Oh, and @30 - yeah, it's ironic, ain't it - we're talking multiples of the monorail cost which if we HAD built we could have torn down the Viaduct and used only four-lane highway to replace - we still need the transit just for the population growth and the density upzoning downtown and along the line, regardless.

Posted by Will in Seattle | February 22, 2007 11:23 AM
33

We shouldn't tear down the viaduct until we have transit in place, but we shouldn't build a new viaduct either.

We need more rail faster. Decouple ST2 from RTID, vote yes on that. Then put together another rail package for the following November that accelerates construction and includes rail going north and south, west of the central line, to serve people currently using the viaduct. The University and ST2 expansions alone would bring the light rail system to at least 56 miles. A 99 rail route, depending upon how extensive it is, could bring that total to 60-70 miles. We just need to pay more money up front to speed up the process--likely saving money in the long run.

Once all this rail is in place, we'll be in much better shape to remove the viaduct. We should live with it until then.

This could be done even if the roads and transit package can't be decoupled. We just need an additional package for rail only.

Posted by Cascadian | February 22, 2007 11:31 AM
34

It's clear that the Stranger, Councilmember Steinbrueck, and others don't give a damn about the industrial jobs. These are union, family wage jobs that will be affected. I'd go tunnel as my first option, elevated as second otion and the anti-labor surface+transit option NEVER! Freight can't take the bus (or the trolley, or the monorail).

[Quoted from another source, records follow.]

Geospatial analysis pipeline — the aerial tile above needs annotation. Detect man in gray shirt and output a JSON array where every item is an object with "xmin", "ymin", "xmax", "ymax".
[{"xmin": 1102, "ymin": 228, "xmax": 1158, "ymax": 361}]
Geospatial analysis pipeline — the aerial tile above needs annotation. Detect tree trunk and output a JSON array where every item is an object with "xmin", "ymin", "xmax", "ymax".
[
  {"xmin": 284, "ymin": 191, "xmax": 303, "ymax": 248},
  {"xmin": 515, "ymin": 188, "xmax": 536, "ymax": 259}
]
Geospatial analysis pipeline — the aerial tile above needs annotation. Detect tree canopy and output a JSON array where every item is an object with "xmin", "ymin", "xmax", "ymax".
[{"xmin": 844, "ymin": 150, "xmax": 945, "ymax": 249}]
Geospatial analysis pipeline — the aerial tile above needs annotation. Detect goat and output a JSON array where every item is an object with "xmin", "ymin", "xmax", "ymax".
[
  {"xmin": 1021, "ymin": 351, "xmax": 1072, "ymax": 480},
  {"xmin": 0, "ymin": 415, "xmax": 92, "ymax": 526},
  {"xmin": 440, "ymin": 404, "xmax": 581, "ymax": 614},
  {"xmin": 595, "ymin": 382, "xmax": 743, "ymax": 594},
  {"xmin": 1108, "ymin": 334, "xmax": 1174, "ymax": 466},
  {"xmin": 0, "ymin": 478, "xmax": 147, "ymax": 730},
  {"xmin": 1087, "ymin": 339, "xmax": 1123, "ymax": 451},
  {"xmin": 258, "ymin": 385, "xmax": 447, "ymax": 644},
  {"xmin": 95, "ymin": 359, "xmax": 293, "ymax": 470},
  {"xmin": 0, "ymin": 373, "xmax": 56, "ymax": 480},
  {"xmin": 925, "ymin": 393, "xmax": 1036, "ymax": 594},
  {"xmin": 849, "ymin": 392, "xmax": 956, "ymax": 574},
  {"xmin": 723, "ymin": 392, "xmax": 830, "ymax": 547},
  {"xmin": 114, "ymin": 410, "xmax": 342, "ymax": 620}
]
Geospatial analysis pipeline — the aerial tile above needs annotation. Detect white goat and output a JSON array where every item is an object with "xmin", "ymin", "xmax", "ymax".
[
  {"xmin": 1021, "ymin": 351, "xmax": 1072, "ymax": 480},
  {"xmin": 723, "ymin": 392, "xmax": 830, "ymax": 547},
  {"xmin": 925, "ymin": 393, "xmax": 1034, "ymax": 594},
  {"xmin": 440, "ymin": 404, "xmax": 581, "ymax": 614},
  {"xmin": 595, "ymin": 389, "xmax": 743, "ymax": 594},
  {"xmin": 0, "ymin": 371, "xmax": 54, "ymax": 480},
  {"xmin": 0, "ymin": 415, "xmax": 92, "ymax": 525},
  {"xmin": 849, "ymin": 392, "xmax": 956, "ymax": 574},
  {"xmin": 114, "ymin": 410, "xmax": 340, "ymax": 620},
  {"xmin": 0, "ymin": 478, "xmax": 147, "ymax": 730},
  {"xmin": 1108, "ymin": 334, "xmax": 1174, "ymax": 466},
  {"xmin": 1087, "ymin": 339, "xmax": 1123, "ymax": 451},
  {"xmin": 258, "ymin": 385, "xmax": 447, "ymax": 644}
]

Posted by Union boy | February 22, 2007 12:45 PM
35

Ivan 29, Coffman as usual 30, and Cascadian 33 all have it nailed:

More buses on the surface is a bullshit answer.

No demolition until mass transit is in place.

Nickels killing Maratime? Laughable.

We all know that money is an issue for transit/via-whatevs. But, ahem: Show me the urgency!

Posted by Lloyd Clydesdale | February 22, 2007 1:34 PM
36

Can someone remind me how taking the small portion of SR-99 that is now limited-access and making it -- like the rest of SR-99 -- not limited access, would kill the Seattle maritime industry?

This is like saying that putting stoplights on the viaduct would shut down the port. I don't get it.

Posted by Phil | February 22, 2007 2:46 PM
37

Union Boy wrote, "I'd go tunnel as my first option, elevated as second otion and the anti-labor surface+transit option NEVER! Freight can't take the bus (or the trolley, or the monorail)."

Right, freight wouldn't be using the "transit" portion of "surface plus transit", it would be using the "surface" portion. Freight cannot take a bus, a trolley, or a monorail, but it can take a road -- whether that road is in a tunnel, on a viaduct, or on the surface.

A few blocks of surface street might take a little longer for freight to travel than a few blocks of tunnel or a few blocks of viaduct would, but that's the cost of doing business in a dense, urban environment. I understand that time is money, but please don't ask us to subsidize the freight industry by building a special multi-billion-dollar route through our city for it.

Posted by Phil | February 22, 2007 3:00 PM
38

Sherwin @ 30:

I hear ya loud and clear, brother. We fought like hell to get the Monorail and fought like hell to save it.